C'est la première fois qu'un ressortissant français nommément désigné fait l'objet d'une plainte judiciaire pour complicité de génocide au Rwanda. De précédentes plaintes déposées par des rescapés du génocide – actuellement instruites à Paris – avaient été formulées « contre X ». Mais les interventions répétées de Paul Barril dans le dossier franco-rwandais, dont les éléments ont été exhumés progressivement, laissent planer depuis un certain temps la perspective d'une action en justice à son encontre, le crime de génocide étant imprescriptible.
Selon l'avocat Patrick Baudouin, président d'honneur de la FIDH, « la plainte s'appuie en premier lieu sur le contrat du 28 mai 1994, dont on sait par ailleurs qu'il a donné lieu au versement d'un premier acompte, ce qui est l'indice d'un début d'exécution ». Si l'enquête préliminaire débouche sur l'ouverture d'une information judiciaire, il appartiendra aux magistrats français de documenter le rôle exact joué par Paul Barril au service d'un régime qui conduisait l'extermination de sa propre population.

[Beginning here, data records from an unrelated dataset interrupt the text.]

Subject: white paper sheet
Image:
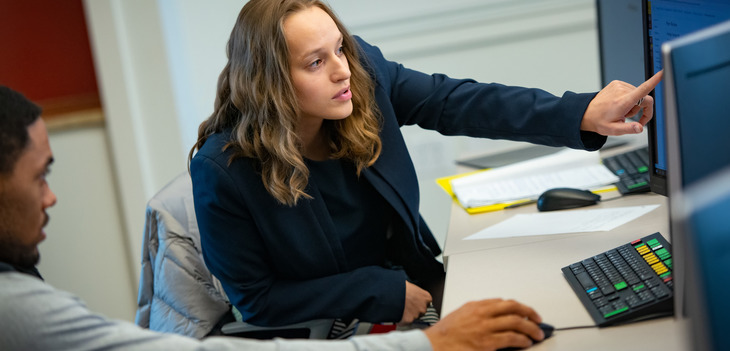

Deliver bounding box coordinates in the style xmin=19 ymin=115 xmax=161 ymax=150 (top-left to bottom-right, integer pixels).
xmin=451 ymin=149 xmax=618 ymax=207
xmin=464 ymin=205 xmax=659 ymax=240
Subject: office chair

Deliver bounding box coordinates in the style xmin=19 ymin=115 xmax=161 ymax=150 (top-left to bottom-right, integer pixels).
xmin=135 ymin=172 xmax=334 ymax=339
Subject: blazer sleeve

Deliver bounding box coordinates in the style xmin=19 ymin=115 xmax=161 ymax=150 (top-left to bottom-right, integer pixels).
xmin=190 ymin=155 xmax=407 ymax=326
xmin=359 ymin=40 xmax=606 ymax=150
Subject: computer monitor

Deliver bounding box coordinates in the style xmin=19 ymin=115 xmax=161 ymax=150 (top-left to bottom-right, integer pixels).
xmin=642 ymin=0 xmax=730 ymax=195
xmin=596 ymin=0 xmax=646 ymax=86
xmin=670 ymin=168 xmax=730 ymax=351
xmin=661 ymin=21 xmax=730 ymax=350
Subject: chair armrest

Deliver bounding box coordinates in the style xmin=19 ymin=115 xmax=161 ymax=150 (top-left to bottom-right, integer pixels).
xmin=221 ymin=319 xmax=334 ymax=340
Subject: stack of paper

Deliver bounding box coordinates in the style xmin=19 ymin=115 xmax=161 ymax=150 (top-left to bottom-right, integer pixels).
xmin=450 ymin=149 xmax=618 ymax=208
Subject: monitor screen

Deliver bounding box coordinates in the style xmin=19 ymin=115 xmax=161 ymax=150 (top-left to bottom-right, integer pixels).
xmin=661 ymin=21 xmax=730 ymax=350
xmin=672 ymin=167 xmax=730 ymax=351
xmin=596 ymin=0 xmax=646 ymax=86
xmin=643 ymin=0 xmax=730 ymax=195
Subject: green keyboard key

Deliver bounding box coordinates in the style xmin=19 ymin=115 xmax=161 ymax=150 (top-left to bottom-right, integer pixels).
xmin=603 ymin=306 xmax=629 ymax=318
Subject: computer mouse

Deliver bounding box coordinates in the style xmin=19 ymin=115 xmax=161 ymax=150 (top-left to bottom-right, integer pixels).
xmin=537 ymin=188 xmax=601 ymax=211
xmin=537 ymin=323 xmax=555 ymax=339
xmin=497 ymin=323 xmax=555 ymax=351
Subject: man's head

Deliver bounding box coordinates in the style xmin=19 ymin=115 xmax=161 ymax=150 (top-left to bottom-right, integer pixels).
xmin=0 ymin=86 xmax=56 ymax=267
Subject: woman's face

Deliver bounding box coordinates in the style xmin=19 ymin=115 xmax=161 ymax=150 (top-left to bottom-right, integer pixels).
xmin=284 ymin=6 xmax=352 ymax=128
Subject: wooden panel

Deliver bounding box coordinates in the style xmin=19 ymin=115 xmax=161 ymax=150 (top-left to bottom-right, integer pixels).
xmin=0 ymin=0 xmax=100 ymax=118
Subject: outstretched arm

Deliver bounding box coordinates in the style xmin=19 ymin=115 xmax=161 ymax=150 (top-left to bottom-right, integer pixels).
xmin=580 ymin=71 xmax=664 ymax=135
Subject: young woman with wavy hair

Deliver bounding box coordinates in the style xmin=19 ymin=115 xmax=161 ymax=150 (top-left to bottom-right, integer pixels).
xmin=190 ymin=0 xmax=661 ymax=336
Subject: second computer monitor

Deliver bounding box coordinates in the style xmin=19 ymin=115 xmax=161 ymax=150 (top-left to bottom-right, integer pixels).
xmin=643 ymin=0 xmax=730 ymax=195
xmin=662 ymin=21 xmax=730 ymax=350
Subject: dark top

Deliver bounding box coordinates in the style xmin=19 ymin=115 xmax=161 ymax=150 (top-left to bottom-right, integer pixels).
xmin=190 ymin=38 xmax=606 ymax=325
xmin=307 ymin=160 xmax=395 ymax=269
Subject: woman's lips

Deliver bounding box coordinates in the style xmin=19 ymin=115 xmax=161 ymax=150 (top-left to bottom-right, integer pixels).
xmin=332 ymin=87 xmax=352 ymax=101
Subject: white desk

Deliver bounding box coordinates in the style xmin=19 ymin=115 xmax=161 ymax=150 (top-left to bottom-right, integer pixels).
xmin=442 ymin=192 xmax=687 ymax=350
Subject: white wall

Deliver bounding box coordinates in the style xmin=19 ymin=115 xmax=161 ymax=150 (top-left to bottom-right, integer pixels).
xmin=54 ymin=0 xmax=599 ymax=319
xmin=38 ymin=111 xmax=139 ymax=320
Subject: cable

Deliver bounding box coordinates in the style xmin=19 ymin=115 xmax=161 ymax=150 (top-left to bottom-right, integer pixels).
xmin=555 ymin=325 xmax=598 ymax=331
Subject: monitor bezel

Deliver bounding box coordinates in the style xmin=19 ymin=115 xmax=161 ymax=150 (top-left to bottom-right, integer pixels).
xmin=641 ymin=0 xmax=670 ymax=196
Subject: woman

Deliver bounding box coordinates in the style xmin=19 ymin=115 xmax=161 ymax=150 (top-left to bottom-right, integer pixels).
xmin=190 ymin=0 xmax=659 ymax=326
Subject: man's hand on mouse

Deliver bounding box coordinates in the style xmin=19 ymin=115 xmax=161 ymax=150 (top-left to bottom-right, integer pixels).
xmin=425 ymin=299 xmax=545 ymax=351
xmin=580 ymin=71 xmax=663 ymax=135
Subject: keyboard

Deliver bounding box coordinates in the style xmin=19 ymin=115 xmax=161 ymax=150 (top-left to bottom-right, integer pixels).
xmin=603 ymin=147 xmax=650 ymax=195
xmin=562 ymin=233 xmax=674 ymax=327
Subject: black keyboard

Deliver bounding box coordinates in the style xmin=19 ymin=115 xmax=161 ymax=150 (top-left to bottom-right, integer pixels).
xmin=603 ymin=147 xmax=650 ymax=195
xmin=562 ymin=233 xmax=674 ymax=327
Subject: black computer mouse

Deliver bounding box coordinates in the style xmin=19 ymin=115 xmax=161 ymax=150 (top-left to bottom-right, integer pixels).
xmin=497 ymin=323 xmax=555 ymax=351
xmin=537 ymin=188 xmax=601 ymax=211
xmin=537 ymin=323 xmax=555 ymax=339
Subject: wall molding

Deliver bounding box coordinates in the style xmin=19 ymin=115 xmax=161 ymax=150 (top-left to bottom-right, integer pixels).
xmin=349 ymin=0 xmax=596 ymax=61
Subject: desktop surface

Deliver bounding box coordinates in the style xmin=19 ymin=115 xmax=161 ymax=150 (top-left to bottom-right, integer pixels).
xmin=442 ymin=192 xmax=687 ymax=350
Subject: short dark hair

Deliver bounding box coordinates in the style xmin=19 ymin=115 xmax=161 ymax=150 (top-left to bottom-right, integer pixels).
xmin=0 ymin=85 xmax=42 ymax=175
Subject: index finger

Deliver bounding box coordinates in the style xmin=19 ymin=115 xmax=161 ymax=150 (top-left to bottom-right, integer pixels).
xmin=628 ymin=70 xmax=664 ymax=101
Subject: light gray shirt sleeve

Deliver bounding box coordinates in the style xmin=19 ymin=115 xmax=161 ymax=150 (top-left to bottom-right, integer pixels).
xmin=0 ymin=272 xmax=432 ymax=351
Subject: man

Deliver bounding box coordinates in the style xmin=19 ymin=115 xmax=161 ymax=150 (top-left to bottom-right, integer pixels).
xmin=0 ymin=86 xmax=544 ymax=351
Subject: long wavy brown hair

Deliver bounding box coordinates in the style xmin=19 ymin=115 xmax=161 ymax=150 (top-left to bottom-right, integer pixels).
xmin=188 ymin=0 xmax=382 ymax=206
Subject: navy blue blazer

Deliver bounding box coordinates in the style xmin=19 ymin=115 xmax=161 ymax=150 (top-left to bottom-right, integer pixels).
xmin=190 ymin=39 xmax=606 ymax=325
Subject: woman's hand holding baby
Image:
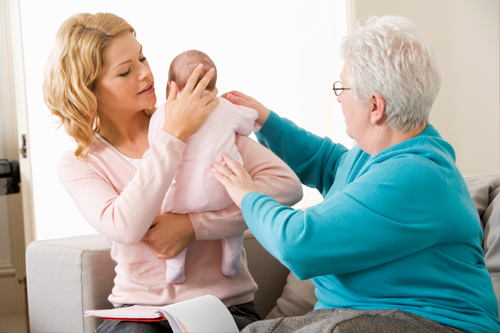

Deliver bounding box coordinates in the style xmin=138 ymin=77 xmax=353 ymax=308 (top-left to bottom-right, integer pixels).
xmin=163 ymin=65 xmax=219 ymax=141
xmin=220 ymin=90 xmax=271 ymax=126
xmin=212 ymin=153 xmax=260 ymax=208
xmin=141 ymin=213 xmax=195 ymax=259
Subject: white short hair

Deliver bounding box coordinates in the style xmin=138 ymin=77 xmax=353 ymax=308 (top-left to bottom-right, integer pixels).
xmin=340 ymin=16 xmax=443 ymax=131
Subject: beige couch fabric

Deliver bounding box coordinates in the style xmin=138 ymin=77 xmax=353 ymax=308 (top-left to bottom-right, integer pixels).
xmin=267 ymin=174 xmax=500 ymax=319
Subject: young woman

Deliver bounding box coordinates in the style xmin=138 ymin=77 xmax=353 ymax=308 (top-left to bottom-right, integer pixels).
xmin=43 ymin=13 xmax=302 ymax=332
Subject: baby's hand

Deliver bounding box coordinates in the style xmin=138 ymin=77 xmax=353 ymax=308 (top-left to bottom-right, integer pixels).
xmin=220 ymin=90 xmax=271 ymax=126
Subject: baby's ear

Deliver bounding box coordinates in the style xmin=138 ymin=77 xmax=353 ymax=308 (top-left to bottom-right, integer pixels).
xmin=165 ymin=81 xmax=170 ymax=99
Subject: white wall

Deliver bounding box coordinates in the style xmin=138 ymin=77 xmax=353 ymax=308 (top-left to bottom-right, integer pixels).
xmin=352 ymin=0 xmax=500 ymax=175
xmin=21 ymin=0 xmax=352 ymax=239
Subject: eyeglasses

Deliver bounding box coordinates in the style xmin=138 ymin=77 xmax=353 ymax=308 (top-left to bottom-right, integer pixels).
xmin=333 ymin=81 xmax=351 ymax=96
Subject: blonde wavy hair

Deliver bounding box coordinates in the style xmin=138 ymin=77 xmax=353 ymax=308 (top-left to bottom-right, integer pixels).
xmin=43 ymin=13 xmax=155 ymax=159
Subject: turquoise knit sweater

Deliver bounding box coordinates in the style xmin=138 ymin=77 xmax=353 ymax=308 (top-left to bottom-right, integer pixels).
xmin=242 ymin=112 xmax=500 ymax=332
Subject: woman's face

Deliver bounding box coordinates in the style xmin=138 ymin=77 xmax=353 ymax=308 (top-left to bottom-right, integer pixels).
xmin=337 ymin=63 xmax=370 ymax=141
xmin=93 ymin=33 xmax=156 ymax=117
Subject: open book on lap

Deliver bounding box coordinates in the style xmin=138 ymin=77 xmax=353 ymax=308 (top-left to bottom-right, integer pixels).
xmin=85 ymin=295 xmax=238 ymax=333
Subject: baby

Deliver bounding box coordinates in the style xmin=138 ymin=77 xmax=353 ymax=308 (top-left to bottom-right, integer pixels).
xmin=148 ymin=50 xmax=257 ymax=283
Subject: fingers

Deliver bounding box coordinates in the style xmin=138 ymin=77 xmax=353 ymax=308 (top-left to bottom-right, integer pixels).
xmin=167 ymin=81 xmax=179 ymax=104
xmin=201 ymin=87 xmax=219 ymax=104
xmin=212 ymin=162 xmax=234 ymax=178
xmin=210 ymin=170 xmax=231 ymax=188
xmin=182 ymin=64 xmax=206 ymax=93
xmin=193 ymin=68 xmax=215 ymax=96
xmin=222 ymin=153 xmax=246 ymax=176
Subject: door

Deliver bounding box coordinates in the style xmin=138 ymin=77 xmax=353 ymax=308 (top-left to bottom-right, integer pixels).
xmin=0 ymin=0 xmax=34 ymax=316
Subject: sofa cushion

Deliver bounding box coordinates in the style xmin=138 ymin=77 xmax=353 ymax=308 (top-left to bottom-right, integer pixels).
xmin=266 ymin=174 xmax=500 ymax=319
xmin=26 ymin=235 xmax=116 ymax=333
xmin=266 ymin=273 xmax=318 ymax=319
xmin=465 ymin=174 xmax=500 ymax=307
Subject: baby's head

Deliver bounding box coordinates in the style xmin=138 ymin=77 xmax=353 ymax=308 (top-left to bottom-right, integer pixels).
xmin=167 ymin=50 xmax=217 ymax=96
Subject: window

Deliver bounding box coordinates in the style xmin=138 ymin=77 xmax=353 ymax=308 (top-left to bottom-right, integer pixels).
xmin=21 ymin=0 xmax=352 ymax=239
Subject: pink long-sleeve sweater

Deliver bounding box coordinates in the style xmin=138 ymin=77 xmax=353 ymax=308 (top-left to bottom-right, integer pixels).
xmin=58 ymin=131 xmax=302 ymax=306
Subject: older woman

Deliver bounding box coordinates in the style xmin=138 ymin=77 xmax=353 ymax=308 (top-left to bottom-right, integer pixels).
xmin=213 ymin=16 xmax=499 ymax=332
xmin=44 ymin=13 xmax=302 ymax=332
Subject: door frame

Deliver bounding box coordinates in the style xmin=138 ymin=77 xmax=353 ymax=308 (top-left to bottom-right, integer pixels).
xmin=0 ymin=0 xmax=36 ymax=315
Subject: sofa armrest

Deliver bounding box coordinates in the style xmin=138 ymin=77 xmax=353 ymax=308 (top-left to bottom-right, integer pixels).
xmin=26 ymin=230 xmax=289 ymax=333
xmin=26 ymin=235 xmax=116 ymax=333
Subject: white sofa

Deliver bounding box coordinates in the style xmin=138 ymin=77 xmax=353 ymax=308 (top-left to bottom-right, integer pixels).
xmin=26 ymin=174 xmax=500 ymax=333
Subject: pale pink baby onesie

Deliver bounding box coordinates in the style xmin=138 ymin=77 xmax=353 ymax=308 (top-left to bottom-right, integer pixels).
xmin=148 ymin=98 xmax=258 ymax=283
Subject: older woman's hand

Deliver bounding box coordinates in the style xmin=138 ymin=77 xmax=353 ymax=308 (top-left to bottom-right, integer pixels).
xmin=212 ymin=153 xmax=260 ymax=208
xmin=141 ymin=213 xmax=195 ymax=259
xmin=163 ymin=64 xmax=219 ymax=141
xmin=220 ymin=90 xmax=271 ymax=126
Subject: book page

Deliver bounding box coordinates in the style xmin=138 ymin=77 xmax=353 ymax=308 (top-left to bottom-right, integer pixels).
xmin=156 ymin=295 xmax=239 ymax=333
xmin=85 ymin=305 xmax=164 ymax=320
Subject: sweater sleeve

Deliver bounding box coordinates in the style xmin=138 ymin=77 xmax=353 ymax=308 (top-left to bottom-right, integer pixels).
xmin=242 ymin=154 xmax=449 ymax=279
xmin=58 ymin=131 xmax=185 ymax=245
xmin=255 ymin=111 xmax=348 ymax=196
xmin=189 ymin=135 xmax=302 ymax=239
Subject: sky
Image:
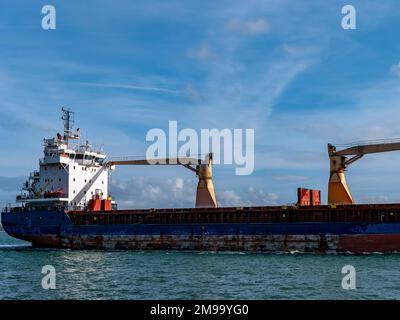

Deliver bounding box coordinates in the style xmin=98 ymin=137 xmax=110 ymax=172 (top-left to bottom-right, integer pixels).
xmin=0 ymin=0 xmax=400 ymax=208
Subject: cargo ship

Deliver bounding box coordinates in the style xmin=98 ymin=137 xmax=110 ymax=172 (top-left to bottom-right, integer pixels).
xmin=1 ymin=109 xmax=400 ymax=253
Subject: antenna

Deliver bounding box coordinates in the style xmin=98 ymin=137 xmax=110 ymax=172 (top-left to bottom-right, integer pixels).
xmin=61 ymin=108 xmax=75 ymax=144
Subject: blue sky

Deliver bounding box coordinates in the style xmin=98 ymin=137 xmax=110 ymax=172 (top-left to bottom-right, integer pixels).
xmin=0 ymin=0 xmax=400 ymax=207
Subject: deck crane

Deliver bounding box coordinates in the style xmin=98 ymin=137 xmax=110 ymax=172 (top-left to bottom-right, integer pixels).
xmin=105 ymin=153 xmax=217 ymax=208
xmin=328 ymin=140 xmax=400 ymax=204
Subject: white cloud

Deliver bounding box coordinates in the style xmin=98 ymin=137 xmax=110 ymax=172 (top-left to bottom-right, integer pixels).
xmin=189 ymin=43 xmax=211 ymax=60
xmin=227 ymin=18 xmax=270 ymax=36
xmin=217 ymin=190 xmax=243 ymax=207
xmin=273 ymin=175 xmax=308 ymax=181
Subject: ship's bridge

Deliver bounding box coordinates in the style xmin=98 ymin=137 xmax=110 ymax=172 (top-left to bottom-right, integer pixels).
xmin=17 ymin=109 xmax=112 ymax=208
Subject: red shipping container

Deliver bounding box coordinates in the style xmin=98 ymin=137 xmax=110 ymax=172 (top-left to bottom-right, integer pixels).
xmin=297 ymin=188 xmax=311 ymax=206
xmin=89 ymin=199 xmax=101 ymax=211
xmin=101 ymin=199 xmax=111 ymax=211
xmin=311 ymin=190 xmax=321 ymax=206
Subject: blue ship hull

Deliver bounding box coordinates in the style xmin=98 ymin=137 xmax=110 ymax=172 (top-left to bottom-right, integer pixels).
xmin=1 ymin=211 xmax=400 ymax=252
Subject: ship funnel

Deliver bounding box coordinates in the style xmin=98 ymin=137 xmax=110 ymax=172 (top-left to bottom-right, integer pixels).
xmin=196 ymin=153 xmax=217 ymax=208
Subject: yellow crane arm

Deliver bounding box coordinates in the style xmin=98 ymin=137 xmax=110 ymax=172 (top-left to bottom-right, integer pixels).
xmin=331 ymin=142 xmax=400 ymax=156
xmin=328 ymin=141 xmax=400 ymax=204
xmin=106 ymin=158 xmax=201 ymax=166
xmin=104 ymin=153 xmax=217 ymax=208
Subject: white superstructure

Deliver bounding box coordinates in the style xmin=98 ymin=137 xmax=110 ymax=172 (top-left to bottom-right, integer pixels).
xmin=17 ymin=108 xmax=113 ymax=209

Ils pourront, pour ce faire, bénéficier de l'abondante documentation dénichée par leur collègue Marc Trévidic au terme d'une perquisition menée chez Paul Barril en juin 2012. Selon nos informations, si ces pièces ne sont pas d'un apport déterminant dans le cadre de sa saisine (qui porte exclusivement sur l'attentat du 6 avril 1994 contre l'avion du président rwandais Habyarimana), elles seraient en revanche susceptible d'étayer une plainte pour complicité de génocide.
Outre le rôle personnel joué par le capitaine au service du pouvoir rwandais de l'époque, dominé par les Hutus, l'un des enjeux sous-jacents de l'information judiciaire qui pourrait être ouverte à la suite de l'enquête préliminaire consistera à établir les relations exactes qui prévalaient entre Paul Barril « le privé », l'Élysée et les services secrets français. « C'est un aspect qu'on ne néglige pas, explique Patrick Baudouin. À l'évidence, on ne peut pas ne pas s'interroger sur le lien entre Paul Barril et les autorités françaises et sur la tolérance – pour ne pas dire plus – dont il a bénéficié de leur part. » Entre octobre 1990 et juillet 1994, période où Paul Barril s'est illustré à répétition au service du régime hutu – renseignement, formation, livraisons d'armes –, le dossier rwandais était considéré à Paris comme hautement sensible. À cet égard, il était suivi par un cercle restreint d'initiés. Il appartiendra à la justice française d'établir si un « free-lance » aurait pu y intervenir durablement sans un feu vert donné au plus haut niveau.